Visitors to Japan just lost one of their favorite tell-the-folks-back-home anecdotes, the one that goes: They sell beer in vending machines here! Every guidebook mentions the fabled dispensers; sooner or later, every tourist gets photographed standing next to one. It is modern Japan's answer to Mount Fuji. There are even beer-vending machines on Mount Fuji. Or there were. As of last week -- provided liquor-store owners continue to comply with a voluntary ban on machine sales of alcohol -- this national symbol looks set to become a museum piece.

Surprisingly, the public has not worked itself up into much of a froth over this. It is early summer, after all, and in the summer, as Lord Tennyson nearly said, a young man's fancy lightly turns to thoughts of a brew. A lot of middle-aged and old men's fancies do, too. Cold beer -- like grilled eel, wind chimes, "mugi-cha" and mosquitoes -- is one of the things hot weather is all about. When you think about it, June is an odd month in which to shut off self-service. And yet, according to an estimate by the All Japan Liquor Merchants Association, at least 70 percent of the nation's 170,000 alcohol-vending machines were duly unplugged by last weekend, and life does seem to have gone on unabated.

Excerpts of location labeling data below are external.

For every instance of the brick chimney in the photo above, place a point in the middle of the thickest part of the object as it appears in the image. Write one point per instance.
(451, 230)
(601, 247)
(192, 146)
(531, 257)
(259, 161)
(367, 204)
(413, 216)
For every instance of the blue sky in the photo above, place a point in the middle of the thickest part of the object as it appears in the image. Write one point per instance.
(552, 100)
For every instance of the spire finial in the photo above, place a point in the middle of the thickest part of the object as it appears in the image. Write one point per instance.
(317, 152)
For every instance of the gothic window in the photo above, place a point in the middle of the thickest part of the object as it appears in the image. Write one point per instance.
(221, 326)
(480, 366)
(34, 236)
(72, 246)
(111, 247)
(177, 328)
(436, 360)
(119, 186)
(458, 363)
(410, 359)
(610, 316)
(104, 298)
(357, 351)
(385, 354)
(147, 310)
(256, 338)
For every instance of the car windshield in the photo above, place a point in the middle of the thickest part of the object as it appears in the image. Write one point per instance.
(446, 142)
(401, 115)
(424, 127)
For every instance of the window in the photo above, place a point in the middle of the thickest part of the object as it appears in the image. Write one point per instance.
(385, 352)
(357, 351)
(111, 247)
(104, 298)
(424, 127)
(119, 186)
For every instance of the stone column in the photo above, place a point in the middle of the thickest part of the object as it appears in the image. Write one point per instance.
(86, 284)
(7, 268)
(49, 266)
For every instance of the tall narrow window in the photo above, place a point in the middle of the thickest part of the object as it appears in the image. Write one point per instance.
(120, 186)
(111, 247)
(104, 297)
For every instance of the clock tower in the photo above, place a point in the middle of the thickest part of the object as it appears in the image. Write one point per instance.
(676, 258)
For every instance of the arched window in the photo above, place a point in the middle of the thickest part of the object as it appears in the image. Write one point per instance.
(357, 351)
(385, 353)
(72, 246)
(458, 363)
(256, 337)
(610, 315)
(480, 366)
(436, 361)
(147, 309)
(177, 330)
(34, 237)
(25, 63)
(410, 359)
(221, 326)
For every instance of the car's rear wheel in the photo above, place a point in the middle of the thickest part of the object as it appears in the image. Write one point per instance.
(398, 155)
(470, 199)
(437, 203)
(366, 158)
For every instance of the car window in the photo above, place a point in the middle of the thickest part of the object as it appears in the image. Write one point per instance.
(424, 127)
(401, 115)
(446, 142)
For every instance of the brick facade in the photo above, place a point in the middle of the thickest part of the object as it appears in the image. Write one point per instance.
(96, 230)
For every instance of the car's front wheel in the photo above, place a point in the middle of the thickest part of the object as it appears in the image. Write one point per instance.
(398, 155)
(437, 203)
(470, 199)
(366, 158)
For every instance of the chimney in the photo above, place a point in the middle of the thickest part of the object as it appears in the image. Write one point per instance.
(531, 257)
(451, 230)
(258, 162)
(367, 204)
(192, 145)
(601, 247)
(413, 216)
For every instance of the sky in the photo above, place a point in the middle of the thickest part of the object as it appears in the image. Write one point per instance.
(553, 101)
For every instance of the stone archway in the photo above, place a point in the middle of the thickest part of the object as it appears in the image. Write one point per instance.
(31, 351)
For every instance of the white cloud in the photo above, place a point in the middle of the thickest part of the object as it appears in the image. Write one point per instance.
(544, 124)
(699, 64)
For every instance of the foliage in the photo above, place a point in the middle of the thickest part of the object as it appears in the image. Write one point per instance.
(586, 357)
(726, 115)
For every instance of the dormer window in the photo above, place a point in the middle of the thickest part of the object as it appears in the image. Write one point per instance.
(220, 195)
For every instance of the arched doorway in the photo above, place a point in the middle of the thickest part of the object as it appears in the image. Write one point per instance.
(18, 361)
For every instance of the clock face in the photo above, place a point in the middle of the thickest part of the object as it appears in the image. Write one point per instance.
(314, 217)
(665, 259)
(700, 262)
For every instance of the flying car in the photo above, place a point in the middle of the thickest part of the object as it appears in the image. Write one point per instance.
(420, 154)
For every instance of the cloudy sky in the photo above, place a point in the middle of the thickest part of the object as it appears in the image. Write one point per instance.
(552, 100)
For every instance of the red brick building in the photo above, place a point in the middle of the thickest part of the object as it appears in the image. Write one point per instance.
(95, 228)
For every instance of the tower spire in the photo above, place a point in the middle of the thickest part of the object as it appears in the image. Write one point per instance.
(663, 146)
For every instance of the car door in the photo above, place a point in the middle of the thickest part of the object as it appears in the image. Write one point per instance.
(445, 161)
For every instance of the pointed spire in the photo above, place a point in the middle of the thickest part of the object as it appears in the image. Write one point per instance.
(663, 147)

Perhaps it's not so surprising, really. This is not prohibition. Beer is still available inside the liquor stores that generally operated the machines, as well as in bars, pubs, restaurants, supermarkets and, increasingly, convenience stores. It seems safe to say that not too many people will be ailing for want of an ale. But this of course highlights the very problem the machine ban is designed to address. For certain categories of drinker (i.e., those for whom the pleasure of imbibing is a matter of volume rather than taste), alcohol is just a little bit too easy to come by in this country. Shut off the vending machines? Yawn. It's cheaper in the shop, anyway.